Rester debout au milieu du trottoir, Murièle Modély
Rester debout au milieu du trottoir, Ed. Contre-Ciel, mars 2014, photographies de Bruno Legeai, 78 pages, 12 €
Ecrivain(s): Murièle Modély
Rester debout au milieu du trottoir ou en tout cas comme planté devant la porte derrière laquelle se déroule ce recueil. On le lit comme on regarderait à travers un œilleton, captant des images, mais surtout des odeurs et des sons. L’imagination galope, mais ce qui se passe réellement reste hors d’atteinte. Des images de Lui et d’Elle, l’homme et la femme et parfois la fille. C’est d’ailleurs peut-être à travers le regard de celle-ci que nous avons accès à une dimension où tous les temps sont ramassés en un seul, celui « Des faux souvenirs, des vrais cauchemars ».
Un recueil comme une multitude de mini-scènes de théâtre à huis-clos, sans public, étouffant. Pas de mise en scène, juste du brut de vie, qui arrache le gosier si on le boit trop vite. Il se dégage de l’ensemble une profonde sensation de malaise, mais toujours chez Murièle Modély cette écriture organique, à la fois subtile et racleuse de fond, dérangeante parfois à la limite de la nausée. C’est comme si au lieu de la lire, on l’avalait, page après page comme
« vieille soupe
mayonnaise pour œufs
flan
tarte
soufflé
farce pour trou »
A avaler comme on avalerait chaque jour d’une vie qui n’a rien d’un gâteau, avec l’amour à déglutir.
« L’amour c’est comme ça
Un appendice planté
Direct dans les gencives »
De l’amour un peu et de solitude beaucoup.
« le poids des jours qui toquent
leur morne cliquetis
Son fol ressassement
contre le chambranle
les femmes que l’on baise
les hommes que l’on brise
et les billets souillés dont on bourre
les ventres »
Les magnifiques photos en noir et blanc de Bruno Legeai, ces corps ou parties de corps plus ou moins floutés, participent à donner cette impression d’avoir pénétré une intimité qui, paradoxalement, nous envahit tout en demeurant hors de portée.
Une intimité qui parle à nos sens plus qu’à notre tête.
« l’impression quand
même d’être pilonnée
par la pluie drue
qui tombe »
Sons, textures et odeurs, de cuisine, de rue, d’urine, de tabac, « l’odeur lactée qui monte des draps sales », des odeurs de l’homme « sa vieille odeur de cale » et de la femme et « la puanteur douce qui monte de la rue ». Et puis des malheurs, d’homme et de femme…

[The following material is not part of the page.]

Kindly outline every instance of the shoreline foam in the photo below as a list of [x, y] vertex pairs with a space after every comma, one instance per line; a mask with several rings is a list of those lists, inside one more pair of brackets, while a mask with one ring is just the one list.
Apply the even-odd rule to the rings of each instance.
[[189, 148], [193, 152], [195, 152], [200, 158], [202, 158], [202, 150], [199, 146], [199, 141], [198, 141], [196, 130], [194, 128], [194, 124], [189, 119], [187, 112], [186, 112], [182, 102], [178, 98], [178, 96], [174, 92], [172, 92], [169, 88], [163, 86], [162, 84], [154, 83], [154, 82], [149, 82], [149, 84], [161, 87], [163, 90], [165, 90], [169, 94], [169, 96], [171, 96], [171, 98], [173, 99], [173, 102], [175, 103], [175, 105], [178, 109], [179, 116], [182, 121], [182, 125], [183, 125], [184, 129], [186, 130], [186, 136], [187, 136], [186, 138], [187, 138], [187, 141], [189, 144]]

« dans l’arrière salle sur les carreaux cassés
les jambes écartées entre l’urinoir et le lavabo froid »
Murièle Modély a ce don des phrases qui cognent « je suis vide comme une vieille seringue » et la poésie comme liant vient alléger, illuminer, « lécher l’heure ». Elle opère son travail alchimique, une sorte de catharsis pour conjurer le poids de ces vies dont on hérite de ceux et celles qui nous précèdent et nous mettent au monde comme « dans une boite à chaussures dans un magasin quelconque » et ces rêves qui se fracassent, « cette farce des nouveaux départs », tandis qu’on reste planté « debout au milieu du trottoir ».